Letter: Dublin's case against UK government over legacy is extreme arrogance
The Republic of Ireland was the safe haven from where the PIRA mounted countless acts of terrorism against innocent people in Northern Ireland.
Terrorists acted with apparent impunity. They could come and go as they pleased, it seemed, without fear of apprehension by the Garda or prosecution. There’s much that is wrong with the Legacy and Reconciliation Act, but for the Republic of Ireland to mount a case at the European Court of Human Rights is extreme arrogance.
Dublin should do a little soul-searching before rushing to condemn and challenge the United Kingdom. We want to make sure that the Republic of Ireland is held to account which is why we are seeking to be invited as a third party in any proceedings.

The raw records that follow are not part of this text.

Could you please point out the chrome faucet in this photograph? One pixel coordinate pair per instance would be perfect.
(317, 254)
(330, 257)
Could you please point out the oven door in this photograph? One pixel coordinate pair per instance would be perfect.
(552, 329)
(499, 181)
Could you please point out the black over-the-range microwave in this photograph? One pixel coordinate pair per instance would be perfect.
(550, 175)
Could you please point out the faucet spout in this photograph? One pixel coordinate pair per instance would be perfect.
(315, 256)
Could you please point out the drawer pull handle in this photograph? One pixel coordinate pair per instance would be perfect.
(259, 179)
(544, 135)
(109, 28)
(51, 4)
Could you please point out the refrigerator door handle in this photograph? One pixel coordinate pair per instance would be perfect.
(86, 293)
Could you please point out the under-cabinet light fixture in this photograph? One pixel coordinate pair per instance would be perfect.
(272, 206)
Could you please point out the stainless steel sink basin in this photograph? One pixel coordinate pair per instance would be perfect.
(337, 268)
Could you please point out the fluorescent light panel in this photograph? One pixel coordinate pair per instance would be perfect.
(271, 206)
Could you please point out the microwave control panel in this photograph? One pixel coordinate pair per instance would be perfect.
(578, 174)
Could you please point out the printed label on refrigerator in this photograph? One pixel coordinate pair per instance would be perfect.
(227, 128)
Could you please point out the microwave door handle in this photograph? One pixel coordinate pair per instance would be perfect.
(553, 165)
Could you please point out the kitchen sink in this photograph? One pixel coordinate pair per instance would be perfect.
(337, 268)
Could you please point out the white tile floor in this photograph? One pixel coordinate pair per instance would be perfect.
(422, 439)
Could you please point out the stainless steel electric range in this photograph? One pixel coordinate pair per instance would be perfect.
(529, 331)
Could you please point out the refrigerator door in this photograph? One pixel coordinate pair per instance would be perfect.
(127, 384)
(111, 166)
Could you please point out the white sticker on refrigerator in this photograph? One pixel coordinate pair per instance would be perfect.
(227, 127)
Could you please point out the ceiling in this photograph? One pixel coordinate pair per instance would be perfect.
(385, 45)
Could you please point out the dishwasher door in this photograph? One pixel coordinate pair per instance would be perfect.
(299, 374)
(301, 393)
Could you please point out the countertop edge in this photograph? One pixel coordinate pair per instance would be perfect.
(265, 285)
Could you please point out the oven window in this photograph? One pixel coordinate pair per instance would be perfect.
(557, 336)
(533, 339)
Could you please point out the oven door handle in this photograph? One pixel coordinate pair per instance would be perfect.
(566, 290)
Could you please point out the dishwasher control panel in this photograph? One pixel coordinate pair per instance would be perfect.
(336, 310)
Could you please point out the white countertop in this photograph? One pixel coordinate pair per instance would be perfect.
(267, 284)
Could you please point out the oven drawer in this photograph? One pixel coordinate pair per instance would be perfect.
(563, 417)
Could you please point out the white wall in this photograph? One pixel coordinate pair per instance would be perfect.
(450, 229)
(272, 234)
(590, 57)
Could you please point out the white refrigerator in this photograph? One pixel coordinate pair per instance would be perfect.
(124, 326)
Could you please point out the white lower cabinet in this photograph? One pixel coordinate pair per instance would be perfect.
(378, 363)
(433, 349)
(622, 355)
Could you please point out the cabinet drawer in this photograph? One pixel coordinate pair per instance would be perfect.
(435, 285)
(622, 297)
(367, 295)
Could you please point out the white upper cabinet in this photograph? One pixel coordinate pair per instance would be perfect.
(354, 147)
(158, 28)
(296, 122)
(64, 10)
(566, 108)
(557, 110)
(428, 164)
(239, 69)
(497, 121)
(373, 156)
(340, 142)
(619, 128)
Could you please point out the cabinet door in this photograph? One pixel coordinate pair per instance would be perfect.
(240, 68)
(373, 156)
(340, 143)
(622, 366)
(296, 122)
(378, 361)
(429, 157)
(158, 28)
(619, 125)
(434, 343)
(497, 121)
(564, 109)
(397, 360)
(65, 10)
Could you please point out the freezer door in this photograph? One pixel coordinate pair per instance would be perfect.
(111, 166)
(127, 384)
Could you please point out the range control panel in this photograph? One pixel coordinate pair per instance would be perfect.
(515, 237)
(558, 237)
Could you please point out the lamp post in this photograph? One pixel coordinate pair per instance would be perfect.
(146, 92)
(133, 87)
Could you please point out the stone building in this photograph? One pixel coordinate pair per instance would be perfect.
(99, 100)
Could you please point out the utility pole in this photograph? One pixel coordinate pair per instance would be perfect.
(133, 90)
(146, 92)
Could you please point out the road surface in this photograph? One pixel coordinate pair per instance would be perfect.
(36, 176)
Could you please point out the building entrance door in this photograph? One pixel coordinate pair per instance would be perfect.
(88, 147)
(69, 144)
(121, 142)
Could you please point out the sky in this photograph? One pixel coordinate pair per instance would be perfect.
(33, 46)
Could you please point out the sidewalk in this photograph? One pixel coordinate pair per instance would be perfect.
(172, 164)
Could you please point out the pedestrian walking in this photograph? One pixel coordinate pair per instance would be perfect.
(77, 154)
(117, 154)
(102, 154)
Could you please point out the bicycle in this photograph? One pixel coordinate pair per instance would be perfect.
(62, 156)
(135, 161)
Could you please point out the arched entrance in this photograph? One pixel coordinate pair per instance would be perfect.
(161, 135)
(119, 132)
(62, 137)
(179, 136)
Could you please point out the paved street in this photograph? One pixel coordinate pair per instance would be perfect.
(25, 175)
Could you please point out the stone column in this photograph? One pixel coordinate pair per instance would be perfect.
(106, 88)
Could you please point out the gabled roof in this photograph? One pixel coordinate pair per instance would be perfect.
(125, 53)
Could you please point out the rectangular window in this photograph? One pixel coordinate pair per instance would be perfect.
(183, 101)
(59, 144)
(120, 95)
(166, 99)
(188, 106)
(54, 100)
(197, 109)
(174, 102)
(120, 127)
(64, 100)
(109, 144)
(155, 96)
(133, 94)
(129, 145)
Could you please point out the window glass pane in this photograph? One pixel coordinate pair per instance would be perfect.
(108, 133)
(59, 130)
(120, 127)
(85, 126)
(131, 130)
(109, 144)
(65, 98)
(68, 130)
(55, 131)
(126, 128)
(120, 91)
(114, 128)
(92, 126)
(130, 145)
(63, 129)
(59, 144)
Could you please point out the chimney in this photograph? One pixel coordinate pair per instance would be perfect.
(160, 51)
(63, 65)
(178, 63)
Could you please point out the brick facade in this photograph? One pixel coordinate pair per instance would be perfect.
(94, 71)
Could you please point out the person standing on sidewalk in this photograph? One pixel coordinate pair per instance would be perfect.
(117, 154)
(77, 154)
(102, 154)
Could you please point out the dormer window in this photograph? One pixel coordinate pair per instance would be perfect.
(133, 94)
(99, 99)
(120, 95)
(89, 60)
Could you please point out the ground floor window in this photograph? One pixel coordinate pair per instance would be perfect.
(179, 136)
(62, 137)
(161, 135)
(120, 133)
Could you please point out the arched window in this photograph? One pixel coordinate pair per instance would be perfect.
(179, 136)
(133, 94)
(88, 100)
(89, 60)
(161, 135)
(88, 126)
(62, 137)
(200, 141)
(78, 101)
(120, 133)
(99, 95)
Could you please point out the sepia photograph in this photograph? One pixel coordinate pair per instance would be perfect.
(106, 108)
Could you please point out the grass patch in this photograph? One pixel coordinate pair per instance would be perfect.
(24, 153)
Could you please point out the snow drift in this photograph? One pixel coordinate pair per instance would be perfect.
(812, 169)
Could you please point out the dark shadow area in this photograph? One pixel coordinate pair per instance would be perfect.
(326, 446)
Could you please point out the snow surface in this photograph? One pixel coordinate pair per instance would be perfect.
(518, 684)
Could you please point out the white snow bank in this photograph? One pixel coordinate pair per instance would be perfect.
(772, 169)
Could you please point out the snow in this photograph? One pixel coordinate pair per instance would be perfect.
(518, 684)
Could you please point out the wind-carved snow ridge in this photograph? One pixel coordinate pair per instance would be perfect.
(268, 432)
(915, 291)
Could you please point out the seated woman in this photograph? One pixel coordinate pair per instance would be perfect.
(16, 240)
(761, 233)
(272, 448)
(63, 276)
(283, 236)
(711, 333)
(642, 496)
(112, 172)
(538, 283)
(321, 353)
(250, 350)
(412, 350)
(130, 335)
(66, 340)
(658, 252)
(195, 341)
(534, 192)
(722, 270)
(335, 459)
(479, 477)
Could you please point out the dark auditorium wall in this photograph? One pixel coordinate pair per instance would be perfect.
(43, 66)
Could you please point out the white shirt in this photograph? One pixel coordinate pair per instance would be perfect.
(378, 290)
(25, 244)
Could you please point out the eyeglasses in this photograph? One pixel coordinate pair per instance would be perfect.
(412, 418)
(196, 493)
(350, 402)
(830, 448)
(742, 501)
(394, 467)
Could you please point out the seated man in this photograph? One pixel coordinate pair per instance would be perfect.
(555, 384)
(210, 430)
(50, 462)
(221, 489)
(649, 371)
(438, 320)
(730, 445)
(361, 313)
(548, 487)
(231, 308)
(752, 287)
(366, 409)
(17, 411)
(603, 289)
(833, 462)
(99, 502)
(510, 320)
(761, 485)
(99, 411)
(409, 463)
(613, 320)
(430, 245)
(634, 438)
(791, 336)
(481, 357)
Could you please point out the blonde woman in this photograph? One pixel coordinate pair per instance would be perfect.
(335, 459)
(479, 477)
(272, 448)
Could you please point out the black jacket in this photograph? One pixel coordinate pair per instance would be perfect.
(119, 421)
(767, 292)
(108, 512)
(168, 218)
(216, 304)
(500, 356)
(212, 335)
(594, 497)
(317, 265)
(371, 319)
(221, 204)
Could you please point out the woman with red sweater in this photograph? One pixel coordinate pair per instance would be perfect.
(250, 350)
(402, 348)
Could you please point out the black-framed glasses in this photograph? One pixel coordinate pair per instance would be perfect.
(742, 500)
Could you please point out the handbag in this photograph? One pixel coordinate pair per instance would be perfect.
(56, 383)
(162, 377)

In this, we are as one with the UK government which has already expressed its disappointment over the Dublin government’s decision.
Ulster Human Rights Watch deals with a number of cases where it’s clear the inaction, indifference and carelessness of the Republic of Ireland government, in effect, aided and abetted terrorism. They need to be called out for that and have their own track record held up to critical scrutiny in order to provide remedies to address the legacy of the past in their own jurisdiction.
While we have serious issues with the Legacy and Reconciliation Act here, it is interesting to note the Republic of Ireland have no structures whatsoever to deal with legacy. Why is this? If the Republic wishes to help victims surely, after all these years, they should at least have some proposals.
We have communicated our views to the Secretary of State for Northern Ireland.